4

I just set up a FreeNAS server with a terabyte drive. I want to only have one hard drive in each machine so I have been taking as much data as possible and sending it over the LAN to FreeNAS. I have noticed at least one file didn't copy properly and is now corrupt. (I am also noticing some strange permission issues, but that is another question.) Now that most of the data is over on the FreeNAS server, is there an automated way of verifying nothing else is corrupt?

I am not exactly sure how to describe how the file was corrupt. Basically it appeared to be a 178 megabyte video file, but when accessing it to play or even move, the windows machine accessing it gave a generic could not access error message. I used FreeNAS's web copy interface to move the file, once it was moved, the file was 76 megs, and could not be played.

Bob
  • 2,917
  • 5
  • 28
  • 32

2 Answers2

10

Always run:

cd /filesystem; \
find . -type f -exec md5sum {} \; >& /filesystem-md5.log

and then

cd /filesystem-new; \
md5sum -c /filesystem-md5.log

before and after copying a large amount of data.

You'll be surprised how much random data corruption you experience in the real world.

When you find a corrupt file, cmp -l badfile goodfile to attempt to understand the nature of the corruption.

This is why I beg for end-to-end integrity checking in all cases. Unfortunately filesystem and OS vendors do not take this seriously.

chwarr
  • 105
  • 6
carlito
  • 2,489
  • 18
  • 12
  • 2
    If serverfault allows it, I think this begs the question, what is a tool which will do this for me automatically? – Bob May 26 '09 at 21:55
  • +1 for mentioning md5sum. I just found this (rather old) question and would like to encourage everyone to follow carlito's advice and verify checksums of copied files. I even wrote myself a little tool to do just that, so I don't have to worry about forgetting a file (md5sum -c MD5SUMS obviously won't complain if there is an additional file because you forgot to put it in the MD5SUMS file). It takes some time to calculcate/verify the hashes, but it's worth it, because it basically shows you a list of all the files that have been corrupted. – basic6 Jun 27 '13 at 09:13
1

You can check Aide. I guess there's other integrity tools out there.

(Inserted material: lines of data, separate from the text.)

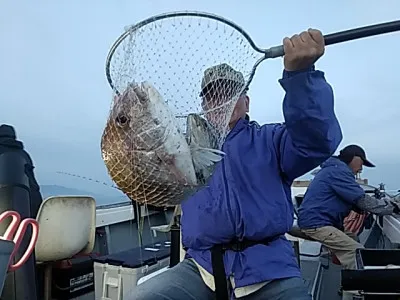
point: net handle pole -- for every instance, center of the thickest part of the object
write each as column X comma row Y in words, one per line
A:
column 344, row 36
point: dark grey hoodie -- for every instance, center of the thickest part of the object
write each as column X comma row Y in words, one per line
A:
column 9, row 143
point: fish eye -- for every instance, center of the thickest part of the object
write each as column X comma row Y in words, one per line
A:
column 121, row 120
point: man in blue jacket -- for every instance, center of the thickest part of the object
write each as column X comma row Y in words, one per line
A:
column 236, row 225
column 331, row 196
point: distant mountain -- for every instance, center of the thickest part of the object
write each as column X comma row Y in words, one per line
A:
column 58, row 190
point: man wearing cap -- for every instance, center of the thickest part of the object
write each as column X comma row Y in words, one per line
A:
column 234, row 228
column 332, row 194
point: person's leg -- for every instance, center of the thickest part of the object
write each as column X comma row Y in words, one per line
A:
column 288, row 289
column 182, row 282
column 343, row 246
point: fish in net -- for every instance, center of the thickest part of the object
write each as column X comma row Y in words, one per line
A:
column 166, row 71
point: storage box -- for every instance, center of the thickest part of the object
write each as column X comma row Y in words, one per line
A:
column 74, row 280
column 378, row 273
column 116, row 275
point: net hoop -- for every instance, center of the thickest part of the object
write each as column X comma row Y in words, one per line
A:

It creates a database from the regular expression rules that it finds from the config file. Once this database is initialized it can be used to verify the integrity of the files. It has several message digest algorithms (md5,sha1,rmd160,tiger,haval,etc.) that are used to check the integrity of the file. More algorithms can be added with relative ease. All of the usual file attributes can also be checked for inconsistencies. It can read databases from older or newer versions. See the manual pages within the distribution for further info. There is also a beginning of a manual.

bbigras
  • 276
  • 1
  • 7